The longitudinal-latitudinal coordinates (m,n) correspond to the centroids of each quadrant in a 100 by 40 (lon by lat) grid segmenting a global map within a WGS 84 coordinate system. The observed variable for the likelihood y corresponds to the count of dengue outbreaks within each quadrant along the years 1960-2012.

Results

Model 1 was sampled with 4 chains of 1000 tuning steps and 1000 samples each (target_accept=0.9), and Model 2 was sampled with 4 chains of 2000 tuning steps and 2000 samples each (target_accept=0.95). Both models sampled well with all ESS > 1000 and all R-hats <= 1.01. Relevant parameters show good chain mixing:

The country model estimates a length-scale of 2.9 (90% HDI: [1.4, 4.5]) and a proportion of Poisson variates of 0.7 (90% HDI [0.6, 0.8]) . The coordinate-level model estimates length-scales of 5.4 (90% HDI: [4.1, 6.6]) and 5.4 (90% HDI: [4.1, 6.7]) for m and n coordinate ranges respectively.

The estimated intensity (posterior mean) at the country level indicates a clear concentration of outbreaks across countries within/overlapping the tropics. It is also estimated that the intensity of neighbouring countries increases. Note that as number of detected outbreaks increases, uncertainty decrease (e.g. see Brazil). These results may still be sensitive to under-detection of outbreaks in some countries.

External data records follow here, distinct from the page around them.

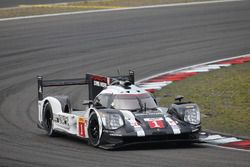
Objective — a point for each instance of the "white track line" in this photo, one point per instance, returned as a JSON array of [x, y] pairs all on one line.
[[118, 9], [223, 147], [190, 68]]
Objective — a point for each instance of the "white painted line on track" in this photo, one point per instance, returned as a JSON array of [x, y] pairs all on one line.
[[188, 68], [118, 9], [223, 147]]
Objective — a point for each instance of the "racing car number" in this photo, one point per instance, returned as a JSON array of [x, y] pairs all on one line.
[[81, 127], [155, 122]]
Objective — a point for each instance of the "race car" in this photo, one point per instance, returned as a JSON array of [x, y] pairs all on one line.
[[118, 113]]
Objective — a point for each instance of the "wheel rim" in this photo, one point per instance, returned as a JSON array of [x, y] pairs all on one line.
[[94, 129]]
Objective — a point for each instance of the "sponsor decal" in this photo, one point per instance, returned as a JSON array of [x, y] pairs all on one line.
[[155, 122], [173, 124], [61, 119], [81, 127]]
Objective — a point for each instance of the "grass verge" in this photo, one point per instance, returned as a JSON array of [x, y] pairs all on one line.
[[223, 96], [28, 10]]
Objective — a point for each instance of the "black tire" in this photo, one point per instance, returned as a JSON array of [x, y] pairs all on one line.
[[47, 120], [94, 130]]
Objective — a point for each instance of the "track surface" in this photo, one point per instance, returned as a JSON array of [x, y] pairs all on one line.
[[13, 3], [148, 41]]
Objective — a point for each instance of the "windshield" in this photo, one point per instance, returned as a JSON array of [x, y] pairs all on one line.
[[133, 102]]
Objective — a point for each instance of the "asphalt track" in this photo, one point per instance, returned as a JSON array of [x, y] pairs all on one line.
[[14, 3], [148, 41]]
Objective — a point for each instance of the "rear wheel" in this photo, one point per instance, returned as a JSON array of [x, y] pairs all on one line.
[[48, 117], [94, 130]]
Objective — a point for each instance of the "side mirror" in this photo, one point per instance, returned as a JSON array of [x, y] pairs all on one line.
[[87, 102], [179, 98]]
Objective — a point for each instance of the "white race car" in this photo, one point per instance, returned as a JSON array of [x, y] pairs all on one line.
[[118, 113]]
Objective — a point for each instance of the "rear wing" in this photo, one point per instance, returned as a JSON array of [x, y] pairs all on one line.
[[96, 83]]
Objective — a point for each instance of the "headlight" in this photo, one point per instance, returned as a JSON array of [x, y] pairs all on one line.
[[112, 121], [192, 115]]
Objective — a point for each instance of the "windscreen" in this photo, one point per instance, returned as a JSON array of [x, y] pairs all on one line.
[[133, 102]]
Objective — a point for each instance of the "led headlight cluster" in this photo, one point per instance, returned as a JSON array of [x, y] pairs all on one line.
[[112, 121], [192, 115]]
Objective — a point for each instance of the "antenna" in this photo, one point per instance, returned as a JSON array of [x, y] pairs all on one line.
[[118, 72]]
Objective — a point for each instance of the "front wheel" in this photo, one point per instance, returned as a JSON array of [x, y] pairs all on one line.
[[48, 118], [94, 130]]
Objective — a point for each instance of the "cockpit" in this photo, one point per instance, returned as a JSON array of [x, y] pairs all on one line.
[[132, 102]]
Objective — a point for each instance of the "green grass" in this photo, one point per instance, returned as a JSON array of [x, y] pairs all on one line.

Estimates from the coordinate level model indicate similar results, with improved resolution over specific locations (i.e. within country and overlapping countries). The model cannot distinguish between landmass and sea areas around clusters, which is an element to be improved. Even so, the heatmap below conveys a clear clustering of dengue outbreaks hotspots.

Conclusion

Models show to be a good compliment and are able to provide good inference at the country and coordinate level. In addition, models convey a good sense of uncertainty of the estimates. In addition, by using clear thresholding approaches, the models could be used for hotspot classification. Although models could be used for prediction, their predictive capacity remains to be tested, in particular via model comparison within a Bayesian workflow approach.